当社は、気候変動がもたらすリスクおよび機会の財務的影響を把握し開示することを目的とした「気候関連財務情報開示タスクフォース(TCFD)※」の提言への賛同を表明し、気候変動に関する情報の適切かつ積極的な開示に努めています。

※Task Force on Climate-related Financial Disclosures.
金融安定理事会(FSB)により2015年に設立

ガバナンス

気候関連リスクと機会にかかわるガバナンス

エスペックグループの主力事業である環境試験事業(販売・サービス・受託試験)は、使用時のエネルギー消費に起因するCO2排出量が大きく、冷凍機に冷媒として使用されているフロンは気候変動に影響を与えます。当社事業が気候変動に与える影響は大きいと認識しています。また、グループ会社であるエスペックミック株式会社が展開する環境保全事業等では、気候変動により直接的にも間接的にもさまざまな影響を受けます。気候変動問題は、当社の中長期的な事業リスク・機会に大きな影響を与えると考えています。

当社は「持続可能な社会の実現のために事業で貢献する環境経営」を目指しており、この考えに基づいて環境保全上のマテリアリティ(重要課題)を特定しています。まず、事業活動のどの段階でどれくらいの環境負荷が発生しているかを「環境影響評価」で評価・把握し、課題を抽出しています。

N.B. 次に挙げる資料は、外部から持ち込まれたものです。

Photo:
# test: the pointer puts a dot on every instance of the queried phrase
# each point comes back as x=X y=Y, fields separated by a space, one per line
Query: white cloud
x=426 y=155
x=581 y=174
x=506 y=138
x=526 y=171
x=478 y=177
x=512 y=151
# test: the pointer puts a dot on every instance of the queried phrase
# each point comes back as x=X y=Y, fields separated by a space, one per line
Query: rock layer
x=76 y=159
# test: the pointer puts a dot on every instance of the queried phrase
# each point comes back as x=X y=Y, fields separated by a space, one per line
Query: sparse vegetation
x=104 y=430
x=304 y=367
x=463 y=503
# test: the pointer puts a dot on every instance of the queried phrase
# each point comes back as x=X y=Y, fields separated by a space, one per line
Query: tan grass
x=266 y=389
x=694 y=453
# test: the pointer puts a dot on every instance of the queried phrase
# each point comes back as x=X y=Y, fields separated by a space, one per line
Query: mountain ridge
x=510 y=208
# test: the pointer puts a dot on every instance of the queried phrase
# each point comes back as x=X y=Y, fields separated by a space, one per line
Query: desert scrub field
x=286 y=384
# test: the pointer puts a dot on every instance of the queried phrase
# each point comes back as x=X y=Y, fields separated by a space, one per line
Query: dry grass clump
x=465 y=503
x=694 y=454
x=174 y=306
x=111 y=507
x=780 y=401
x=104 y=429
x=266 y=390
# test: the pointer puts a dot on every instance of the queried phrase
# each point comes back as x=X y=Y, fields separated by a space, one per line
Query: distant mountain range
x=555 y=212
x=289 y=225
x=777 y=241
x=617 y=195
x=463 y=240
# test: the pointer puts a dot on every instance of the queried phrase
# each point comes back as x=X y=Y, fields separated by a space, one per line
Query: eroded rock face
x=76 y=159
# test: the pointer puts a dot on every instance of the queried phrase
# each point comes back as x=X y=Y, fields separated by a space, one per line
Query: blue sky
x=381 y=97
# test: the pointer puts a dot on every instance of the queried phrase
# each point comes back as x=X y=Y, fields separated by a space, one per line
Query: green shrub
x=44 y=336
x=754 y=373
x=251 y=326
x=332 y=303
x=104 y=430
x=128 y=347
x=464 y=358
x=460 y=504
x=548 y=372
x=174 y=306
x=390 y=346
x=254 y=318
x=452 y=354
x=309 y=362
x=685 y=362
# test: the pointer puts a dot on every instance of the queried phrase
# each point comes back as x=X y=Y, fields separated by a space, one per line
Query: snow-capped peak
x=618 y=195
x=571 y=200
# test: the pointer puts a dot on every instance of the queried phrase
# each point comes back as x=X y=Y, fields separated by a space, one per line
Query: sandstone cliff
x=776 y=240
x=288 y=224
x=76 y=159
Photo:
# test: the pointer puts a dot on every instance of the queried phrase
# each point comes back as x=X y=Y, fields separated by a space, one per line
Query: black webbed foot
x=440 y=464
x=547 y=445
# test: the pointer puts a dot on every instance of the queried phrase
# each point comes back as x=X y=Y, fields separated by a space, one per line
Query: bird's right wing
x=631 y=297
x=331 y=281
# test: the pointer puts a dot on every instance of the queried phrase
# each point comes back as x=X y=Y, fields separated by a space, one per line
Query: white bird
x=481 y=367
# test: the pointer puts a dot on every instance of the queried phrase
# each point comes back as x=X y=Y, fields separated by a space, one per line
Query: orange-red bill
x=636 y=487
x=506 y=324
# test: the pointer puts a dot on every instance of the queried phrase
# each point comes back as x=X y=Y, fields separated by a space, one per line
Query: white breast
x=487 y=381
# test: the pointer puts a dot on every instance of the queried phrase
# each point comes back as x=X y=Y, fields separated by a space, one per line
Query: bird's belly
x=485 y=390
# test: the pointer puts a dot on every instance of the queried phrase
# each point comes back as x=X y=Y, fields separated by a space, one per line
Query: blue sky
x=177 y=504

さらに、外部・内部の課題の分析、主たる事業拠点が立地する地域(行政)・地域住民、顧客、供給者(取引先)、従業員、投資家などのステークホルダーからのニーズと期待を整理しています。その結果抽出された課題と、中期経営計画との整合を図り、環境保全上の重要課題を環境中期計画に落とし込んでいます。
第8次環境中期計画では、地球温暖化対策と生物多様性を経営上の重要な課題として掲げており、低炭素技術開発分野への製品・サービスの提供や、環境配慮型製品の開発・提供、事業活動におけるCO2排出量の削減などに取り組み、環境経営をさらに推進してまいります。

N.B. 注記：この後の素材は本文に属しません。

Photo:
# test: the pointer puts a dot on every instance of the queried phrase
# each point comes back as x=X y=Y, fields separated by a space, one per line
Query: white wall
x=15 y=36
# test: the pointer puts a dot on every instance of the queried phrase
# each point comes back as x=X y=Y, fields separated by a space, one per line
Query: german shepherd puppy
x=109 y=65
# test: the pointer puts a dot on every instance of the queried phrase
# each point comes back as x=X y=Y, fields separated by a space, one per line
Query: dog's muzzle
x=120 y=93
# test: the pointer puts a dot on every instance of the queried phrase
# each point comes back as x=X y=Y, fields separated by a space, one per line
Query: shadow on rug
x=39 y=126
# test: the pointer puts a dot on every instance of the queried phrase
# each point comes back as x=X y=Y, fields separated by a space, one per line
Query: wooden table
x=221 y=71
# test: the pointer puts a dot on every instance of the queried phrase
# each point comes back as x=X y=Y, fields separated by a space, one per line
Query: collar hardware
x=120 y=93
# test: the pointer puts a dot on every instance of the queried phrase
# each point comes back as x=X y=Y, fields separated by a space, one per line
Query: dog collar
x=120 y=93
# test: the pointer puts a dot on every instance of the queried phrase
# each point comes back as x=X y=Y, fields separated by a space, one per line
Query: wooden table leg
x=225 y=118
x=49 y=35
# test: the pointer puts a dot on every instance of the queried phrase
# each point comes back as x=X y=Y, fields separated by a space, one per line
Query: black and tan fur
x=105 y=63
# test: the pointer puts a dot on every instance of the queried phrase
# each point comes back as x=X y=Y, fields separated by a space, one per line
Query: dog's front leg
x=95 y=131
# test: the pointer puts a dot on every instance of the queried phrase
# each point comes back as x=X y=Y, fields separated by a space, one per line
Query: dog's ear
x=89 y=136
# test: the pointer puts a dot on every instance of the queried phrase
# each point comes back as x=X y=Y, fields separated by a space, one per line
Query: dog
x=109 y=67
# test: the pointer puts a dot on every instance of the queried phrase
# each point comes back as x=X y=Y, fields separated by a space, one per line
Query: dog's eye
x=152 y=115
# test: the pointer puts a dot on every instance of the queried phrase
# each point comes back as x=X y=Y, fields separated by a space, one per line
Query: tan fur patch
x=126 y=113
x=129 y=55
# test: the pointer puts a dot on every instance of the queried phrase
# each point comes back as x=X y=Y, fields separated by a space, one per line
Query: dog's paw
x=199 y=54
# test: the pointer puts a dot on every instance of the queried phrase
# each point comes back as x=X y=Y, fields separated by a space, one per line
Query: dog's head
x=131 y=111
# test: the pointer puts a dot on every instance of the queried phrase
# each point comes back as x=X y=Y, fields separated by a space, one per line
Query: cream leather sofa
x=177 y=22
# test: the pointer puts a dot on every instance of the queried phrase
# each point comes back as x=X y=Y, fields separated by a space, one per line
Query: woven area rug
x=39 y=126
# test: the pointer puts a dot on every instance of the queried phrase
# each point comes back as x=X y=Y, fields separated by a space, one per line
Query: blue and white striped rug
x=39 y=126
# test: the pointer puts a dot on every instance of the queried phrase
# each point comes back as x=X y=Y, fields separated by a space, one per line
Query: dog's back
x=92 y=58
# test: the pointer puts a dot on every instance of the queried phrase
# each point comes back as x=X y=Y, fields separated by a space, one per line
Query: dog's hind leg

当社では、1996年度より代表取締役 執行役員社長を委員長とする全社環境管理委員会において、四半期ごとに当社グループの環境課題に対する実行計画の策定と進捗モニタリングを行っています。代表取締役 執行役員社長は、「執行役員会」の議長を担うと同時に、諮問委員会である「全社環境管理委員会」の委員長も担っており、環境課題に係る経営判断の最終責任を負っています。「全社環境管理委員会」では全社共通の目標管理、各種案件の審議などを行っています。ここでの決定が、それぞれの会社、事業所、事業部に展開され、活動が推進されます。
取締役会は、四半期ごとに「全社環境管理委員会」で協議・決議された内容の報告を受けることで、当社グループの環境課題への対応方針および実行計画等についての議論・監督を行っています。

戦略

事業・戦略・財務に対する気候関連リスクと機会の影響

環境試験器の需要は、カーボンニュートラル社会に向けた環境配慮技術の開発が進むことにより、今後増加すると予測しています。また、キガリ規制など冷媒を使用する空調機器や冷凍機搭載機器の需要の増加によって、各国政府は空調に伴うエネルギー規制や、温室効果の高い冷媒に対する規制を強化する可能性があります。過度な規制強化は当社にとってリスクとなり得ます。一方、適正な規制は、当社が強みとする環境性能に優れた製品・サービスの普及拡大を後押しし、事業拡大の機会となり得ます。環境配慮技術を世界に先駆けて開発する欧州やASEANなどを中心に当社の環境配慮製品・サービスを普及させていくことが、世界の温室効果ガス排出抑制に向けた有効な施策であり、かつ、当社事業の成長につながると考え、事業戦略に反映しています。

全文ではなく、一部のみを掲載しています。